Роман назывался -- "Русский романс"! То есть романа, как такового, еще не было, но было много разных смелых набросков, иногда даже сексуального характера.

-- Нужно было вас самого на премию подать, -- сказал я в шутку.

-- Да я и сам хотел, -- серьезно ответил Григорий Сильвестрович, -- но я поздно начал писать настоящую прозу.

-- Ну и это хорошо.

Больше мы пока к его роману не возвращались. Пока я укорачивал какую-то другую прозу. Приблизительно втрое. Проза при этом становилась настолько американской, что уже не каждый американец годился для этой прозы.

Постепенно я понял основную идею старца -- эту святую заразу, эту зловонную достоевщину любой цивилизованный читатель должен был стряхивать с себя, как ехидну. Нужно было переводить не прозу -- нужно было переводить русский дух! Но настоящего материала все-таки было мало.

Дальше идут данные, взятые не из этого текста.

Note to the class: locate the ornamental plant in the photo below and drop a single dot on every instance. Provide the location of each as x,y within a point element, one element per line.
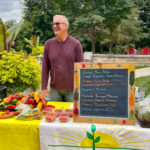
<point>20,70</point>
<point>33,44</point>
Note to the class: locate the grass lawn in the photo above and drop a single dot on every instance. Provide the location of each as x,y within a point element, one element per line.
<point>143,82</point>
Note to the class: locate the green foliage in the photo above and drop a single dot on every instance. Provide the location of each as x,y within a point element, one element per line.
<point>3,36</point>
<point>144,15</point>
<point>16,68</point>
<point>33,44</point>
<point>8,36</point>
<point>38,50</point>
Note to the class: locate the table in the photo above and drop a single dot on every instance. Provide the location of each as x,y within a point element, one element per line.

На сегодня передо мной лежала повесть московского панкиста про Кико. Про Кико, кроме всего, было сказано, что он "яйцист". Я раньше никогда не встречал такого выражения. Я даже не совсем понимал, что оно означает. Поэтому я пытался

американизировать образ панка вслепую. Но сначала я нарисовал на полях незабудки и цветными карандашами раз за разом рисовал самого яйцистого Кико. За этим занятием меня и застал Григорий Сильвестрович.

-- Очень симпатичные рисуночки! -- сказал он, увидев моего Кико, которому я для острастки влепил половой член прямо в лоб. -- Тебя не нужно сводить к психоаналитику? Ну, как?

-- Бледновато. Про яйциста здорово, но тоже требует доработки. Я думаю, что этот Кико должен поймать где-нибудь в парадном американку и изнасиловать. Или, еще лучше, зверски избить и изнасиловать. Старый трюк. Если он хоккеист, то пусть изобьет ее клюшкой. И изнасилует клюшкой. Пошлите ему переделать. Вот тут я план набросал.

Григорий Сильвестрович нахлобучил на мясистый нос очки и, сидя на подоконнике, начал вполголоса читать.

-- Занятно,--сказал он, наконец, очень кислым голосом.-- И что же ты предлагаешь?

-- Чего мне предлагать? Все зависит от того, чего вы хотите. Если вы хотите навязать американцам свои вкусы и этого балбеса Менделевича, то наймите лучше авторов, лучших критиков, скупайте все, что появляется в России. '

-- Денег нет, -- скучным голосом сказал Григорий Сильвестрович.

-- Ну тогда не знаю, запугайте их чем-нибудь. Меня же вы запугали. Нет денег, так нечего газеты открывать!

-- Ладно, ладно, -- ласково сказал Григорий Сильвестрович, -- дай мне имена всех, кого ты хочешь видеть в списке авторов, а я всем телеграфирую запрос. Пиши всех своих Платоновых, я хочу посмотреть, как они откажутся, когда их попросит сам старче.

-- Поздно, Платонов уже того.

-- Знаешь, -- сказал Григорий Сильвестрович, изображая из себя обиженного, -- ты не умничай, я все-таки подданный Швеции. Я отстал от литературного процесса. Вписывай кого хочешь и давай мне такие материалы, чтобы за стихами Менделевича стояла очередь в сорока девяти штатах.